I am a proofreader and a client emailed me about reviewing his first book.
Client: I am a first-time self-publisher and writer looking for a proofreader. I’m writing in the AP style. I am looking to pair with someone just beginning as a proofreader, just as I am starting as a self-published writer.
Me: Great! I’m more experienced than just starting out, but I’d love to help you with your book. Here are my rates.
Client: Oh, I was just hoping I could proofread something for you in return.

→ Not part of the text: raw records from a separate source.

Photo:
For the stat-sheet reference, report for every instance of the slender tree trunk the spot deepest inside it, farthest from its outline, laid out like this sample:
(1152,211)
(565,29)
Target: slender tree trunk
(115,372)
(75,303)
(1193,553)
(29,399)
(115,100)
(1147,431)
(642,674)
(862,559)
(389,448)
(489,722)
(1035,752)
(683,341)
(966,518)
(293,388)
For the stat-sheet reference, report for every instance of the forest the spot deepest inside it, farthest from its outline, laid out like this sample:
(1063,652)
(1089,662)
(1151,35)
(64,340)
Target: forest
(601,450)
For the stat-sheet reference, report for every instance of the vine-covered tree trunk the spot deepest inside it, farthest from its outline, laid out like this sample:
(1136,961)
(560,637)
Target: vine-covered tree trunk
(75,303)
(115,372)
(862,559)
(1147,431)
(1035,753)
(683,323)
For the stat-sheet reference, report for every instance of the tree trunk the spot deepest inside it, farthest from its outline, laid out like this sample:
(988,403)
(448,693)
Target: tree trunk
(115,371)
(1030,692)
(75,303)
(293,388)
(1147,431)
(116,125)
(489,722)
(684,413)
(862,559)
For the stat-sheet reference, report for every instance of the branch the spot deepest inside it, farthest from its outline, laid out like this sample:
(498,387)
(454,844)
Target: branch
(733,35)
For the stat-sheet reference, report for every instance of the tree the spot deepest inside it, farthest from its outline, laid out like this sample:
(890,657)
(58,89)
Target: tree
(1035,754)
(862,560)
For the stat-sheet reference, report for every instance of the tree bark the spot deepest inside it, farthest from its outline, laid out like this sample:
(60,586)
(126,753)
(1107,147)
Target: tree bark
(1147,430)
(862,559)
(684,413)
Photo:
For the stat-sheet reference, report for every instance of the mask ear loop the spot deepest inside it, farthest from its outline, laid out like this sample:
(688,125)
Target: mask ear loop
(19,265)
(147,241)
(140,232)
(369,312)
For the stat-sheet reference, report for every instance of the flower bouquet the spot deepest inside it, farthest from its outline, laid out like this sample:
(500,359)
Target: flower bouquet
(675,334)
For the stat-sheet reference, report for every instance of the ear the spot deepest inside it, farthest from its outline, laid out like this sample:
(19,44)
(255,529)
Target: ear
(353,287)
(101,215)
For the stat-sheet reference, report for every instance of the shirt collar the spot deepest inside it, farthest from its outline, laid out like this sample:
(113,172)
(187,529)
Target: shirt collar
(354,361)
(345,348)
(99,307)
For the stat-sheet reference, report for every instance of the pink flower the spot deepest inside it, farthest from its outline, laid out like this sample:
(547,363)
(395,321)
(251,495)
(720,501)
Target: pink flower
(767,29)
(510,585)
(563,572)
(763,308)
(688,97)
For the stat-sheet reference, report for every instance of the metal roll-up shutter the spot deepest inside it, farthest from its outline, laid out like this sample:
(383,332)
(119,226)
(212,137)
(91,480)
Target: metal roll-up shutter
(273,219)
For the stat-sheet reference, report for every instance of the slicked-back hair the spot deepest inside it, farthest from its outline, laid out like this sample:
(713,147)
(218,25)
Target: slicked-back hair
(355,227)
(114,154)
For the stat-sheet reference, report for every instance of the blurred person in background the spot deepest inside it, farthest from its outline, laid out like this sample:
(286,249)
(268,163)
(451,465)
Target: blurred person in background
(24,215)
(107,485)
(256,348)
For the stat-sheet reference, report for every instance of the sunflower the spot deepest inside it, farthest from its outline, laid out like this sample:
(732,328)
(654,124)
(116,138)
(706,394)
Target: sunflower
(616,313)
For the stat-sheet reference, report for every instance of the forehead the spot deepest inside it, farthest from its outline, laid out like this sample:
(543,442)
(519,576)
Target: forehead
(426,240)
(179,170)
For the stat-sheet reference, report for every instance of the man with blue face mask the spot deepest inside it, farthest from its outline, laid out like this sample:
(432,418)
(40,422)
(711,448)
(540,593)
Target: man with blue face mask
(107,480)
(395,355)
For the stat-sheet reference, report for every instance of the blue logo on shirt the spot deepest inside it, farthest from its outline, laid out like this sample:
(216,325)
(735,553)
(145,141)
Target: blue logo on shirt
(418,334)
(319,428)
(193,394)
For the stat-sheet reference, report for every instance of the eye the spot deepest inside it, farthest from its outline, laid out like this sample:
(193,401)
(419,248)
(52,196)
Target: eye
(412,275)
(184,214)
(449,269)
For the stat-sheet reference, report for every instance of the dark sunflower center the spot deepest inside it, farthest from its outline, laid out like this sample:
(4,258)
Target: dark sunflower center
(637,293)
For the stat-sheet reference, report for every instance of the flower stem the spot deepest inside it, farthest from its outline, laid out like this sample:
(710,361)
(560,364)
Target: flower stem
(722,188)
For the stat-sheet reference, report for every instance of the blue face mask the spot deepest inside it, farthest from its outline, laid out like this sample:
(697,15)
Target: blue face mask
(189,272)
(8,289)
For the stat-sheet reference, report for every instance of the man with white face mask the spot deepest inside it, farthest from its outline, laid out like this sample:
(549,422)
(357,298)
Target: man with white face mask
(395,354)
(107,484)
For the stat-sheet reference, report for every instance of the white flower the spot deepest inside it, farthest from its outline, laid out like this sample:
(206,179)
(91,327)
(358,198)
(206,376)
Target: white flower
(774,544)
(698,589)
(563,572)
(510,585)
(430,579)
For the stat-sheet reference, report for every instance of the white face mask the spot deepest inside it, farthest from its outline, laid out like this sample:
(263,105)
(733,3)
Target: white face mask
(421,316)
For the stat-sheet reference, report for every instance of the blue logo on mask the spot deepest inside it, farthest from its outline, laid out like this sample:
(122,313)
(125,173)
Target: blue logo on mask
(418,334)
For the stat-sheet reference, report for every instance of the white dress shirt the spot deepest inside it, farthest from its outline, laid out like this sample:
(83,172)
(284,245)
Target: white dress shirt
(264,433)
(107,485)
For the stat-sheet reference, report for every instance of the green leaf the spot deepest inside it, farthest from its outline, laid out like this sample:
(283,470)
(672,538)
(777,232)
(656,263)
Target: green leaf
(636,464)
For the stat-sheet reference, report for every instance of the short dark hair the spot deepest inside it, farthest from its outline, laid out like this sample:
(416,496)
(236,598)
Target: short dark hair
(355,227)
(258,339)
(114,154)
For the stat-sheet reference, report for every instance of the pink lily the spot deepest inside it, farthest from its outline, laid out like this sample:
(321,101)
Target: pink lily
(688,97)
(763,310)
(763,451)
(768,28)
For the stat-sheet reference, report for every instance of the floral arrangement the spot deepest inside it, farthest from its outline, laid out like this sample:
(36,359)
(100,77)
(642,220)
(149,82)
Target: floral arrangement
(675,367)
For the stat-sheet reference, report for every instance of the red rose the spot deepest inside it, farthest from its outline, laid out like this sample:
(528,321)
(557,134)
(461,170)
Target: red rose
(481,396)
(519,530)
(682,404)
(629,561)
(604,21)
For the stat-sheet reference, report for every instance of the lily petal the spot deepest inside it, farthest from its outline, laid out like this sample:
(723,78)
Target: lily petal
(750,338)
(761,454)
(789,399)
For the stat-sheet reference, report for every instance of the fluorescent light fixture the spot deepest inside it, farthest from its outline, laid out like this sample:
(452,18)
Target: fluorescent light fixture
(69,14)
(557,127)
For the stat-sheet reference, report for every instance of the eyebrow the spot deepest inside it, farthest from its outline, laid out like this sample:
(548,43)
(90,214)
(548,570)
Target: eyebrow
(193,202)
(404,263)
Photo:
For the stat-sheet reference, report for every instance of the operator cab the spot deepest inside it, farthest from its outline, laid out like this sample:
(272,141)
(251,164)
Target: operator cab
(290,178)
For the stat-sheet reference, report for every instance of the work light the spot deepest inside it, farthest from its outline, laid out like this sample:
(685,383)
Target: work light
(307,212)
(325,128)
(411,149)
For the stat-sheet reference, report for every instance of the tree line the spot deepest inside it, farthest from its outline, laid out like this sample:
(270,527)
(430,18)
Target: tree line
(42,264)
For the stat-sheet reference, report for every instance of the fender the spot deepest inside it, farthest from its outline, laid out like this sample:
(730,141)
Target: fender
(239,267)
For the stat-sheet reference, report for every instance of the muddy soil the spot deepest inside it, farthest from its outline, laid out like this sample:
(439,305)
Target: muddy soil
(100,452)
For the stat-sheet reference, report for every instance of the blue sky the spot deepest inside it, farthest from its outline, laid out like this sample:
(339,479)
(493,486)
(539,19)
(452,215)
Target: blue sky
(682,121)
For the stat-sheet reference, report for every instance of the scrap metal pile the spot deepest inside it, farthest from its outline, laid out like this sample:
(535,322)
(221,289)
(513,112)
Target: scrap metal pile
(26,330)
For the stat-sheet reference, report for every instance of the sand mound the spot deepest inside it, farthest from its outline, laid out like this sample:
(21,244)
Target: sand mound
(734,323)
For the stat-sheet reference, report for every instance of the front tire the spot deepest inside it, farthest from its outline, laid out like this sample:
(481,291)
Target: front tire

I was designing a site for a website dealing with school-age kids.
The original placeholder image we used had a gaggle of kids: about 20 Caucasian girls, one Caucasian boy, and two East Asian girls.
Client: That’s not diverse enough.
Me: I agree. Let me see what else I can bring up.
I found three images that might fit our needs, which the client kindly rated by “diversity.”
The first was a handful of African-American, Caucasian, and East Asian kids, split roughly evenly between boys and girls:
Client: Maybe diverse enough.
The next had four African-American boys, one Caucasian boy, and one African-American girl:
Client: That’s more diverse.
The last had three African-American boys:
Client: That’s the most diverse.
You keep using that word. I do not think you know what it means.
Not one of their images had any Middle Eastern or Latin kids.
I’m the teacher that puts all the basketball sponsors on the scoreboard during games at the high school. The gymnasium scoreboard isn’t exactly high-res, so image size is usually not a problem.
Except when a local car dealership (owned by a student’s parent) sent us .gif that was 60 x 31 pixels.
Me: Hi! Could you send me a higher resolution version of your ad for the scoreboard? This one is too small and will show up blurry.
Client: That’s okay, just use that one.
Three days later after the first home basketball game…
Client: My son told me that the logo is so blurry that you can’t even read the name! I WANT THIS CORRECTED IMMEDIATELY.
Angry responses come like clockwork.